This time around, tidbits are gleaned from the 1930 John Barrymore version. What’s more, they prompt me to suggest a new parlor game. (Homes still have parlors, right? It’s where one entertains the insurance man when he comes collecting.)
The Plot. Barrymore’s Moby Dick is missing the hyphen of Melville’s original, but it more than makes up for this omission. It opens with a prequel that suggests an entirely new Ahab: He’s a light-hearted sailor arriving on a New Bedford whaler. He meets and falls for Faith, daughter of the local minister; so does his brother Derek. She’s heart-broken when Ahab signs on for another three-year stint, but promises to wait for him.
There’s no Ishmael, but South Sea heathen Queequeg befriends Ahab in this second voyage. Moby Dick takes Ahab’s right leg; Barrymore gets to emote in the cauterization scene, performed logically by the ship’s blacksmith.
Ahab returns to New Bedford prepared to give up marrying Faith; his brother neglects to tell him that she would take him peg-leg and all.
Ahab returns to sea with maniacal revenge against Moby Dick. Eventually he raises enough cash to buy his own ship, but other sailors are reluctant to join him.
No problem, First Mate Starbuck shanghais the needed crew—including (a good twist!) Ahab’s brotherly rival Derek.
In a killer storm, the crew is near mutiny led by you-know-who. Ahab and Derek fight, the latter having the upper hand, not to say a full count of legs. But Queequeg comes to Ahab’s rescue, and breaks Derek’s back.
Moby Dick is encountered, and anyone who knows the story is ready for Ahab fighting the whale to a mutual demise. Sure enough, he harpoons and mounts the vast cetacean for the kill.
Ah, but this is Hollywood. And in the subsequent scene, the crew is boiling down Moby Dick and singing merry chanties.
They arrive back in New Bedford. Ahab has a warm parting with Queequeg, “You’re a good heathen…..,” and he then strides, no, sorta hobbles, to the parsonage. Faith is reading a book. Their eyes meet. They embrace. The End.

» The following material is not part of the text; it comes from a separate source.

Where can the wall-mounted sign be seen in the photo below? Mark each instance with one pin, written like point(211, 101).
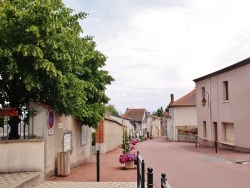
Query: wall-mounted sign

Earlier and Later Versions. The Sea Beast was a 1926 silent Barrymore rendering along the same lines: boy meets girl, boy meets whale, boy limps back to girl. Ditto for a lost 1931 German version, Dämon des Meeres, Demon of the Sea, co-directed by Michael Curtiz (who went on to direct lots of films that weren’t lost, Casablanca, The Adventures of Robin Hood, etc.).
A New Parlor Game. Iconoclastic though the Barrymore Moby Dick is, it’s not unsatisfying and this got me thinking about Hollywood endings to other tragedies: For instance, Hamlet and Ophelia happily rule Denmark after Claudius and Gertrude go through an amiable divorce. Polonius never got it in the arras.
Macbeth sulks a bit about Duncan’s kingship, but his wife persuades him it’s no big deal. They thrive in Glamis. Macduff’s mother had a natural birth.
Lear’s daughters each marry well and move to the suburbs. He spoils the grandkids.
Jean Valjean cops the plea on the bread-stealing caper. Javert learns to swim. Name change to Les Formidables!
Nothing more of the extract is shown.